Much of this growth came as Chadwick’s added partners to the program during the year, ending up with six times as many partners as when it started, though the cataloger declines to specify the exact number. You can find Chadwick’s spots on Ebates.com, Greatergood.com, Igive.com, and other merchant sites, plus on numerous search engine sites. Performics handles all the deals with partner companies.

A unit of $1.3 billion apparel and home goods marketer Brylane (owned by French catalog/retail giant Pinault-Printemps-Redoute), Chadwick’s had its first foray with pay-for-performance online advertising two years ago. The cataloger in 2000 forged a deal with Commission Junction to pay for online ads on a cost-per-click basis. Chadwick’s quickly generated more traffic to its Website, but the conversion rate in the “low single digits” was lower than expected, Patrick says. Chadwick’s subsequently arranged to pay only when a prospect requested a catalog or made a purchase.

A growing trend

Chadwick’s is part of a growing trend toward pay-for-performance online marketing.

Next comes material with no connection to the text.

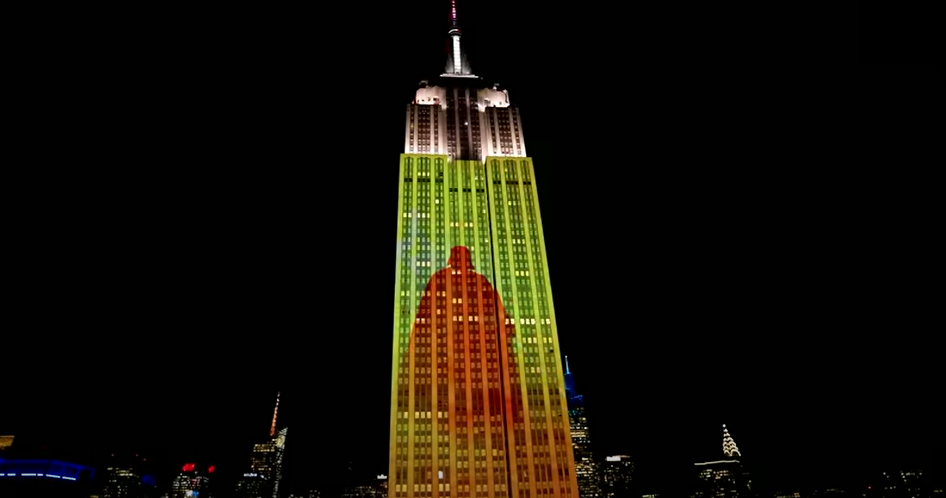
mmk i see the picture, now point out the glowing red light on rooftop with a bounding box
[182,463,195,472]
[207,465,215,474]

According to the Interactive Advertising Bureau (IAB), pay-for-performance deals represented 13% of a total $1.8 billion in Internet ad revenue during the third quarter of 2001, up from 11% during the third quarter of 2000. For full-year 2000, IAB suggests performance deals represented 10% of all Internet ad revenue, up from 7% for 1999.

Experts attribute the growth in pay-for-performance deals partly to the sluggish economy, which has made advertising a buyer’s market. “When the economy gets tougher and resources are more finite, more merchants are interested in performance-based advertising,” says Lauren Freedman, president of Chicago-based Web marketing firm The E-tailing Group.

“Online marketing is so soft now that publishers will acquiesce to advertisers’ terms even though they don’t like them. They just have to suck up and do it,” says Jim Nail, senior analyst at Internet marketing research firm Forrester Research in Cambridge, MA. But Nail also acknowledges that pay-for-performance is attractive to marketers who just aren’t sure that impression-based cost-per-thousand online marketing (paying a flat fee per each 1,000 visits to the page featuring the ad) works. “Pay-for-performance is a way of lowering their risk,” Nail says.

Will pay-for-performance lose appeal when the economy picks up? Chadwick’s of Boston’s Patrick doesn’t think so. “There’s always going to be a strong market for a pay-for-performance model,” he says. “You can’t just think it will go away.”